[Wikidata] Re: Inconsistencies on WDQS data - data reload on WDQS

23 Feb 2023

On Thu, 23 Feb 2023 at 16:39, Kingsley Idehen &lt;kidehen(a)openlinksw.com&gt;
wrote:

...

 On 2/22/23 3:28 AM, Guillaume Lederrey wrote:

 On Wed, 22 Feb 2023 at 00:03, Kingsley Idehen via Wikidata <
 wikidata(a)lists.wikimedia.org&gt; wrote:

 On 2/21/23 4:05 PM, Guillaume Lederrey wrote:
  Hello all!

 TL;DR: We expect to successfully complete the recent data reload on
 Wikidata Query Service soon, but we've encountered multiple failures
 related to the size of the graph, and anticipate that this issue may
 worsen in the future. Although we succeeded this time, we cannot
 guarantee that future reload attempts will be successful given the
 current trend of the data reload process. Thank you for your
 understanding and patience..

 Longer version:

 WDQS is updated from a stream of recent changes on Wikidata, with a
 maximum delay of ~2 minutes. This process was improved as part of the
 WDQS Streaming Updater project to ensure data coherence[1] . However,
 the update process is still imperfect and can lead to data
 inconsistencies in some cases[2][3]. To address this, we reload the
 data from dumps a few times per year to reinitialize the system from a
 known good state.

 The recent reload of data from dumps started in mid-December and was
 initially met with some issues related to download and instabilities
 in Blazegraph, the database used by WDQS[4]. Loading the data into
 Blazegraph takes a couple of weeks due to the size of the graph, and
 we had multiple attempts where the reload failed after >90% of the
 data had been loaded. Our understanding of the issue is that a "race
 condition" in Blazegraph[5], where subtle timing changes lead to
 corruption of the journal in some rare cases, is to blame.[6]

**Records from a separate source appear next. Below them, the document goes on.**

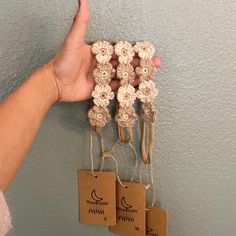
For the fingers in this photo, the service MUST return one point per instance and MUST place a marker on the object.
(79, 27)
(115, 84)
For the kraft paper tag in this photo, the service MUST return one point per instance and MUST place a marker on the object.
(97, 197)
(130, 207)
(157, 222)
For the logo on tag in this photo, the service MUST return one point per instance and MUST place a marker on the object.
(150, 231)
(96, 204)
(126, 211)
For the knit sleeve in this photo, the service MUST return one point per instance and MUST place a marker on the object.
(5, 218)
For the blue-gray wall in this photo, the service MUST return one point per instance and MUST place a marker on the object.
(194, 156)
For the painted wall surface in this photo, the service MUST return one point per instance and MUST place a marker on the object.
(195, 150)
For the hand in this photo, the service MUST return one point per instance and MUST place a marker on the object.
(74, 63)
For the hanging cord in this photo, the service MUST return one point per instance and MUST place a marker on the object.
(91, 147)
(120, 129)
(151, 185)
(147, 157)
(110, 154)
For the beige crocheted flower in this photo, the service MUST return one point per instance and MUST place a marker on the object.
(146, 71)
(103, 51)
(145, 50)
(103, 73)
(126, 117)
(147, 91)
(99, 116)
(125, 52)
(125, 72)
(102, 94)
(149, 112)
(126, 95)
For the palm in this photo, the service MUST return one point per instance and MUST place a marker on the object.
(73, 68)
(74, 63)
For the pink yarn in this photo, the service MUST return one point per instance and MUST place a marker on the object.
(5, 218)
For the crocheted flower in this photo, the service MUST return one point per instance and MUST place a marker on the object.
(103, 51)
(126, 117)
(99, 116)
(103, 73)
(149, 113)
(125, 52)
(102, 94)
(125, 72)
(147, 91)
(126, 95)
(145, 50)
(146, 71)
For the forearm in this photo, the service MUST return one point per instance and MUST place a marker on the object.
(21, 114)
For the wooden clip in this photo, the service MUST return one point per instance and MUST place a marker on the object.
(121, 135)
(147, 157)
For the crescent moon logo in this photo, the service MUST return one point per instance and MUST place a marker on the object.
(125, 204)
(149, 230)
(95, 197)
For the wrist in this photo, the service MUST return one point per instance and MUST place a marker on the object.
(48, 85)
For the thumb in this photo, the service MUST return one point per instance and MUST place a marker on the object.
(79, 27)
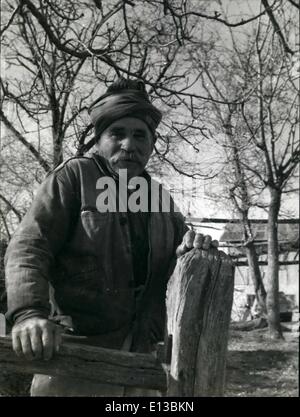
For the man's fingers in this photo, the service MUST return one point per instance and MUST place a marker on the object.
(57, 338)
(17, 346)
(206, 242)
(48, 342)
(36, 343)
(26, 346)
(198, 241)
(215, 243)
(189, 239)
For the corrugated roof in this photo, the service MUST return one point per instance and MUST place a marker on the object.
(233, 233)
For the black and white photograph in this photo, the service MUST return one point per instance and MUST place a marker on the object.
(149, 201)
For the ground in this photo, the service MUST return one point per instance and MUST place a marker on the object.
(260, 367)
(257, 367)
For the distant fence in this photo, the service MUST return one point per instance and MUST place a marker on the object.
(191, 361)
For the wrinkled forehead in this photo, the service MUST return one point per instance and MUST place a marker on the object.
(129, 123)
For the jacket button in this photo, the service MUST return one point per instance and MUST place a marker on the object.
(123, 221)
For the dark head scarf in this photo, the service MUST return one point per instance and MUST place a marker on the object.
(124, 98)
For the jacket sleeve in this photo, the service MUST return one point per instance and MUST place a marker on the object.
(40, 236)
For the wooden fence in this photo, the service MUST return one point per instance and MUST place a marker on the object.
(191, 361)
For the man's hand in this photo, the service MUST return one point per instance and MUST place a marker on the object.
(195, 240)
(36, 338)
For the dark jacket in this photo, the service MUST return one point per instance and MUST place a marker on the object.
(86, 256)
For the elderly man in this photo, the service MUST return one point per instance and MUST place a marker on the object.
(108, 270)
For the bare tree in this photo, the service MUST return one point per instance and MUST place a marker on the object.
(259, 134)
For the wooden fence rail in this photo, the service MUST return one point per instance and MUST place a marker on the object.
(199, 301)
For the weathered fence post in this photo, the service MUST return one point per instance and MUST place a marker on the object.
(199, 301)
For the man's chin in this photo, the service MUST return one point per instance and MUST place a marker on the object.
(132, 168)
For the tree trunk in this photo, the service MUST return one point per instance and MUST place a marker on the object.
(273, 266)
(259, 289)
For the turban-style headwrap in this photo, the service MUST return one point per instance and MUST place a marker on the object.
(124, 98)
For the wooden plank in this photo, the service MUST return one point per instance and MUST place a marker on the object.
(281, 263)
(256, 221)
(93, 363)
(199, 302)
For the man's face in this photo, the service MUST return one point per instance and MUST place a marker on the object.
(126, 144)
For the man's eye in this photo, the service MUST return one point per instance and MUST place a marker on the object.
(140, 136)
(117, 135)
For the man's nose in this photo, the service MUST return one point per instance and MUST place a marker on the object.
(128, 143)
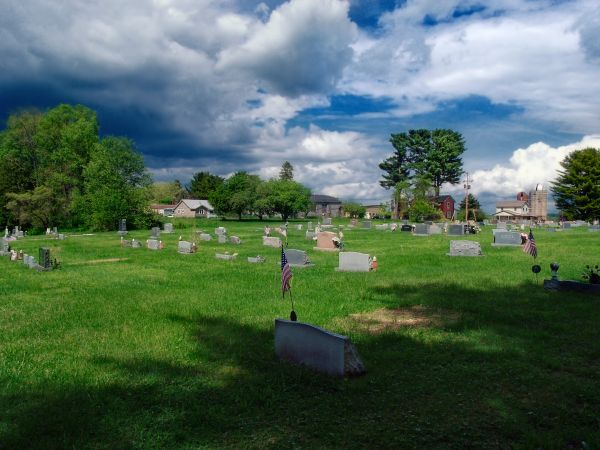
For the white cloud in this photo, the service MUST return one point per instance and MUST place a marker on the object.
(538, 163)
(302, 49)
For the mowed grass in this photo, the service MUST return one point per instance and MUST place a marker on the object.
(131, 348)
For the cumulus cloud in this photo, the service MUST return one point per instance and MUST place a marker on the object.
(302, 49)
(527, 167)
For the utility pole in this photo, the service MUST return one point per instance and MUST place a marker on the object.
(467, 184)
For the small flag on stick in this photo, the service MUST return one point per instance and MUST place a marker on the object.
(286, 273)
(530, 246)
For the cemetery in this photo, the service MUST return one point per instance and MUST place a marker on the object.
(137, 349)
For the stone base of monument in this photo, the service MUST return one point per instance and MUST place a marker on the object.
(573, 286)
(319, 349)
(323, 249)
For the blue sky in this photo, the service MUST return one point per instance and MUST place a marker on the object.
(245, 85)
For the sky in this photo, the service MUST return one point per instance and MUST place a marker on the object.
(230, 85)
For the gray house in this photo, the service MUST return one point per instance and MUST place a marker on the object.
(325, 206)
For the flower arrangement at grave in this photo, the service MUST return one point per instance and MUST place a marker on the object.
(592, 274)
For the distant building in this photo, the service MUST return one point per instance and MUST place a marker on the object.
(325, 205)
(193, 208)
(163, 210)
(372, 211)
(538, 203)
(527, 207)
(510, 210)
(445, 203)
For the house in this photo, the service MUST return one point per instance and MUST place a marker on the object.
(445, 203)
(193, 208)
(510, 210)
(163, 210)
(527, 207)
(325, 205)
(372, 211)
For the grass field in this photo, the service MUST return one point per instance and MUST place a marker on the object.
(131, 348)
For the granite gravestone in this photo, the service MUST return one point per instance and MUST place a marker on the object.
(271, 241)
(465, 248)
(122, 227)
(325, 241)
(319, 349)
(421, 229)
(354, 262)
(456, 230)
(225, 256)
(153, 244)
(297, 258)
(507, 239)
(185, 247)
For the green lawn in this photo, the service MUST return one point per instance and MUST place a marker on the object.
(162, 350)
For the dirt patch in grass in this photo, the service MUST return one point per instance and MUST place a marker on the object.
(98, 261)
(384, 319)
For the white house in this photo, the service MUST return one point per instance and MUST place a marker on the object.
(193, 208)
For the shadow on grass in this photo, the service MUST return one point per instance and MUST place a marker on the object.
(507, 374)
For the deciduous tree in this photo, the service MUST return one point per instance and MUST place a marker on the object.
(577, 188)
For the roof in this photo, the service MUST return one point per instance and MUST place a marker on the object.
(318, 198)
(510, 204)
(194, 204)
(443, 198)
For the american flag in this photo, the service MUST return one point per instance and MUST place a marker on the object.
(530, 246)
(286, 273)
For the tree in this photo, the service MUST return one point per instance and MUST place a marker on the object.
(203, 184)
(236, 195)
(167, 192)
(354, 210)
(577, 188)
(285, 197)
(422, 153)
(474, 208)
(116, 186)
(287, 172)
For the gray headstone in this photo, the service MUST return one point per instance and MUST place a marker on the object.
(225, 256)
(271, 241)
(297, 258)
(354, 262)
(421, 229)
(153, 244)
(319, 349)
(185, 247)
(256, 259)
(465, 248)
(456, 230)
(434, 229)
(507, 238)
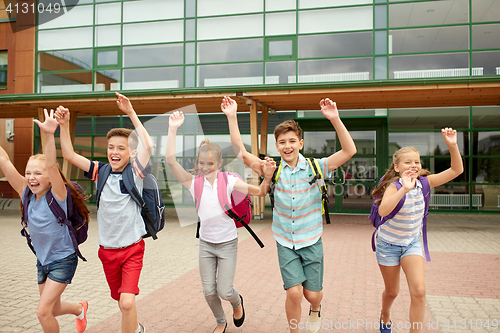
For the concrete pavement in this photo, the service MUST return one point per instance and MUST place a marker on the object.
(462, 284)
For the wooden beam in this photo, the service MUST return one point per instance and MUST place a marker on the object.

 We want to reassure you that the last reload job was successful on one
 of our servers. The data still needs to be copied over to all of the
 WDQS servers, which will take a couple of weeks, but should not bring
 any additional issues. However, reloading the full data from dumps is
 becoming more complex as the data size grows, and we wanted to let you
 know why the process took longer than expected. We understand that
 data inconsistencies can be problematic, and we appreciate your
 patience and understanding while we work to ensure the quality and
 consistency of the data on WDQS.

 Thank you for your continued support and understanding!

     Guillaume

 [1] https://phabricator.wikimedia.org/T244590
 [2] https://phabricator.wikimedia.org/T323239
 [3] https://phabricator.wikimedia.org/T322869
 [4] https://phabricator.wikimedia.org/T323096
 [5] https://en.wikipedia.org/wiki/Race_condition#In_software
 [6] https://phabricator.wikimedia.org/T263110
  Hi Guillaume,

 Are there plans to decouple WDQS from the back-end database? Doing that
 provides more resilient architecture for Wikidata as a whole since you
 will be able to swap and interchange SPARQL-compliant backends.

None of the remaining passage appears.